You may use the following images from the Burt and Adelson paper as test inputs to try out your implementation. However, you should also include some creative results on a pair of images of your own choice. For example, you could try swapping your face with that of another student. You can use an image editing software like GIMP to manually paint the mask image.

Haar wavelets and denoising

Implement the Haar wavelet transform for images, which recursively decomposes an image into approximation and detail coefficients. The output should be in the form of a single 2D array containing the coefficients at all scales. Ensure that the transform is orthogonal, i.e. the sum of squared values is the same before and after the transform; this may require scaling the coefficients by \(\sqrt2\) at each step. Also implement the inverse Haar transform, which reconstructs the original image from the wavelet coefficients.

Multiresolution representations such as pyramids and wavelets can be used for noise removal. For natural images, most of the detail coefficients are close to zero (due to smooth regions) while a few are quite large (due to edges).

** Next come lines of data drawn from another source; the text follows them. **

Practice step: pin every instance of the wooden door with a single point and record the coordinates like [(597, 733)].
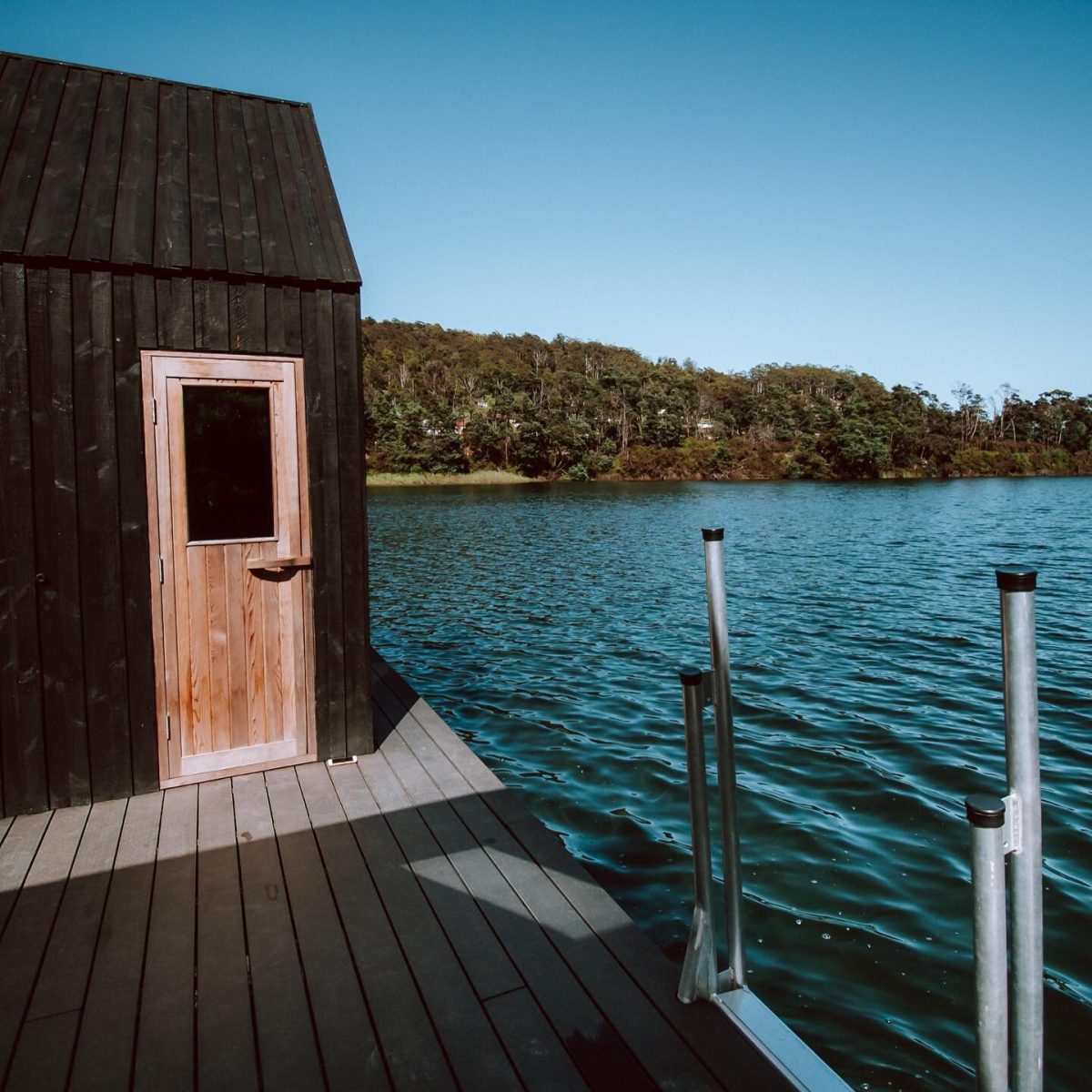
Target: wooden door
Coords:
[(229, 532)]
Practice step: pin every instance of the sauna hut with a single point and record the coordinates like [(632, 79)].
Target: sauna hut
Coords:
[(184, 580)]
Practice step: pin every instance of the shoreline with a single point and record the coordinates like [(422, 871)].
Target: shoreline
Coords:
[(386, 480)]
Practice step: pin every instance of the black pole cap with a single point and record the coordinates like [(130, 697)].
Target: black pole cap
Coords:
[(1016, 580), (986, 811)]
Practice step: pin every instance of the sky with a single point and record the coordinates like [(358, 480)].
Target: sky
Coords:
[(898, 187)]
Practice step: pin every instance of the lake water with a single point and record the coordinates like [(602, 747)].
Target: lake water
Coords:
[(547, 623)]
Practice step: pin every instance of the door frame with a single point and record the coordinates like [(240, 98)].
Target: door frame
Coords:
[(162, 579)]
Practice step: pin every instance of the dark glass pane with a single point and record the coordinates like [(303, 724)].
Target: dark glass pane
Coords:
[(228, 462)]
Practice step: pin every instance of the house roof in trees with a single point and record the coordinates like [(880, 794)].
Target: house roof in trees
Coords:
[(107, 169)]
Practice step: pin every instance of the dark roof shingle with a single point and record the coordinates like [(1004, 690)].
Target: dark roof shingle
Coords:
[(128, 172)]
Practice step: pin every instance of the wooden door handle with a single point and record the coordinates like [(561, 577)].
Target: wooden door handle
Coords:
[(278, 563)]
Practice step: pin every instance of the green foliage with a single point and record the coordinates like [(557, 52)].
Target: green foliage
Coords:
[(447, 401)]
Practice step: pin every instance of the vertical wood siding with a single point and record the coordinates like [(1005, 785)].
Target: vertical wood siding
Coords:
[(77, 719)]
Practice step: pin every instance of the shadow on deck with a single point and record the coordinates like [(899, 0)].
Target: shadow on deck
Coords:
[(399, 923)]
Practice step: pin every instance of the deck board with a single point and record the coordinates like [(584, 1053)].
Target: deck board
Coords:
[(397, 923)]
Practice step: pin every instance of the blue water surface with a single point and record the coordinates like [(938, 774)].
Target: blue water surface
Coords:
[(547, 623)]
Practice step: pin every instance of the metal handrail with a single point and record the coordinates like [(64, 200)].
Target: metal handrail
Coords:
[(1016, 833)]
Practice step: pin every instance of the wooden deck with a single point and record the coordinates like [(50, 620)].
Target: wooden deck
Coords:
[(399, 923)]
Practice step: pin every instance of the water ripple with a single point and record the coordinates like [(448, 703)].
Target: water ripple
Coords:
[(547, 625)]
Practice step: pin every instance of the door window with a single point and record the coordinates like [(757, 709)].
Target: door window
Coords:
[(228, 463)]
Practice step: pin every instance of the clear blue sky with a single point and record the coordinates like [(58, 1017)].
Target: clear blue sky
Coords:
[(900, 187)]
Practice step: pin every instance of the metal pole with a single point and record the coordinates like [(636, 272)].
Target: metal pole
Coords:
[(986, 816), (1026, 868), (699, 965), (725, 754)]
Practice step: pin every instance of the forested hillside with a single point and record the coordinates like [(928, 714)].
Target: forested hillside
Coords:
[(445, 401)]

Therefore, suppressing low-amplitude detail coefficients while retaining high-amplitude ones is likely to reduce noise in smooth regions without significantly affecting edges and other important image features. Two common strategies to do so are hard thresholding and soft thresholding, \[f_{\rm hard}(w) = \begin{cases}w & \text{if $|w|>t$,} \\ 0 & \text{otherwise,}\end{cases} \qquad f_{\rm soft}(w) = \begin{cases}w-t & \text{if $w>t$,} \\ 0 & \text{if $-t\le w\le t$,} \\ w+t & \text{if $w<-t$,}\end{cases}\] where \(t\) is a threshold parameter. (Simoncelli and Adelson (1996) discuss a theoretical justification for such thresholding strategies.)

Choose a test image and add synthetic Gaussian noise, similar to the denoising component of the previous assignment. Compute its Haar wavelet transform, and perform hard and soft thresholding of the detail coefficients. Evaluate the quality of the reconstructed image via the SNR or PSNR. Then, do the same using the Laplacian pyramid instead. Here you may have to restrict thresholding to only the lowest few levels, or vary the threshold depending on the pyramid level to get reasonable results. Comment on the quality of the results obtained using the two methods.

Simple image compression

The fact that most detail coefficients are close to zero also suggests a simple method for lossy image compression: simply retain only the top \(k\%\) wavelet coefficients, and replace the rest with zeroes. Then the wavelet representation will contain very long runs of zeroes, which can be compressed easily using run length encoding.

Implement a function that takes an image and a compression parameter \(k \in [0,100]\), and writes a compressed version of the image to a file in a binary format of your design. You are not required to perform any bit-level coding techniques like Huffman coding, but you should ensure that the output file size in bytes is approximately proportional to \(k\). Of course, you also have to implement a decompression function that will read your compressed file and produce a lossy reconstruction of the original image.

Describe your compression scheme in your report, and show results on a few example images of your choice. Include at least one photographic image, and one image with large regions of constant colour like a diagram or a cartoon. (The latter are likely to compress better, since we are using Haar wavelets which are piecewise constant.) For various compression parameters, report the size of the compressed file in bytes, and the SNR or PSNR of the decompressed image.

Extra credit

Option 1: Study Swelden’s article “Wavelets and the Lifting Scheme: A 5 Minute Tour” and implement the wavelet transform described therein. Show results of denoising and image compression using these, and discuss whether they perform better than Haar wavelets for photographic images.

Option 2: Implement some subset of Sunkavalli et al.’s “Multi-Scale Image Harmonization” (2010), which applies histogram matching to the Laplacian pyramids of two images in order to better match their visual appearance at different scales.

Submission and Evaluation

As usual, submit your code and a report describing your work and any relevant design and implementation choices. Include images demonstrating the results of each task of the assignment. You will be graded on both your working code and the comprehensiveness of the report.